Sample Preparation for Mass Spectrometry
After the “light” and “heavy” cell populations are harvested and mixed, proteins are prepared for mass spectrometry analysis. The mixed cell pellet undergoes lysis to extract proteins. Lysis buffers with detergents and protease inhibitors ensure complete protein solubilization and prevent degradation. The resulting protein solution represents a combined sample of both experimental conditions.
Following protein extraction, proteins are subjected to enzymatic digestion, most commonly using trypsin. Trypsin cleaves proteins into smaller fragments called peptides at specific sites, primarily after lysine and arginine residues. This digestion is performed under controlled conditions for consistent and complete cleavage, important for mass spectrometry analysis. The resulting peptide mixture is then ready for purification.

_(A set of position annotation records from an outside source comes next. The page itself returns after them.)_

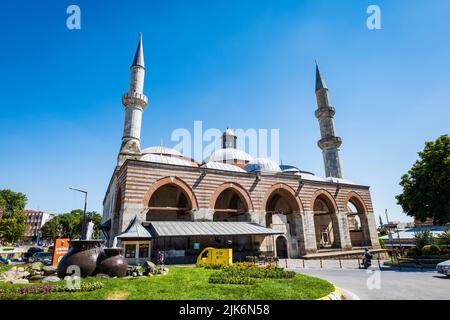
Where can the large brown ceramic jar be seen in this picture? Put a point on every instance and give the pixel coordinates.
(84, 254)
(112, 263)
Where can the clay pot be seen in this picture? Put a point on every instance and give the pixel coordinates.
(112, 263)
(84, 254)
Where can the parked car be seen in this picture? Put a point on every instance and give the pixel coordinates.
(44, 257)
(444, 268)
(31, 251)
(3, 260)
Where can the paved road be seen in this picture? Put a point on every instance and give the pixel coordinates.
(412, 284)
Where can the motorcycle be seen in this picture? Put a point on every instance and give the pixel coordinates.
(366, 263)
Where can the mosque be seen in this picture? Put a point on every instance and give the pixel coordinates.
(160, 200)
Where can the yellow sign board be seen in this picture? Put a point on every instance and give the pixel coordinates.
(61, 247)
(213, 256)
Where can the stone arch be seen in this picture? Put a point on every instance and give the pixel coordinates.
(359, 237)
(282, 248)
(357, 200)
(325, 196)
(326, 224)
(237, 188)
(284, 189)
(183, 186)
(283, 209)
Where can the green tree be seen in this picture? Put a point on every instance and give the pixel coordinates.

Purification involves sample cleanup and desalting to remove detergents, salts, and other interfering compounds that can negatively impact mass spectrometry performance. Techniques such as C18 StageTips or ZipTips are frequently used. These methods selectively bind peptides while allowing contaminants to pass through, resulting in a cleaner, more concentrated peptide sample. The purified peptides are then ready for introduction into the mass spectrometer.
Data Acquisition and Interpretation
The prepared peptide mixture, containing both “light” and “heavy” versions of the same peptides, is analyzed using Liquid Chromatography-Mass Spectrometry (LC-MS/MS). Liquid chromatography separates the complex mixture of peptides based on their physicochemical properties, while the mass spectrometer detects and measures these separated peptides. The mass spectrometer identifies pairs of chemically identical peptides that differ only by mass, corresponding to “light” and “heavy” versions.
For each identified peptide pair, the mass spectrometer measures the signal intensity of both the “light” and “heavy” forms. The ratio of these signal intensities directly reflects the relative protein abundance in control versus treated samples. For example, a higher signal for the “heavy” peptide compared to its “light” counterpart indicates an increased abundance of that specific protein in the treated cells. Specialized software, such as MaxQuant, automates peptide identification, quantification, and protein abundance determination from raw mass spectrometry data.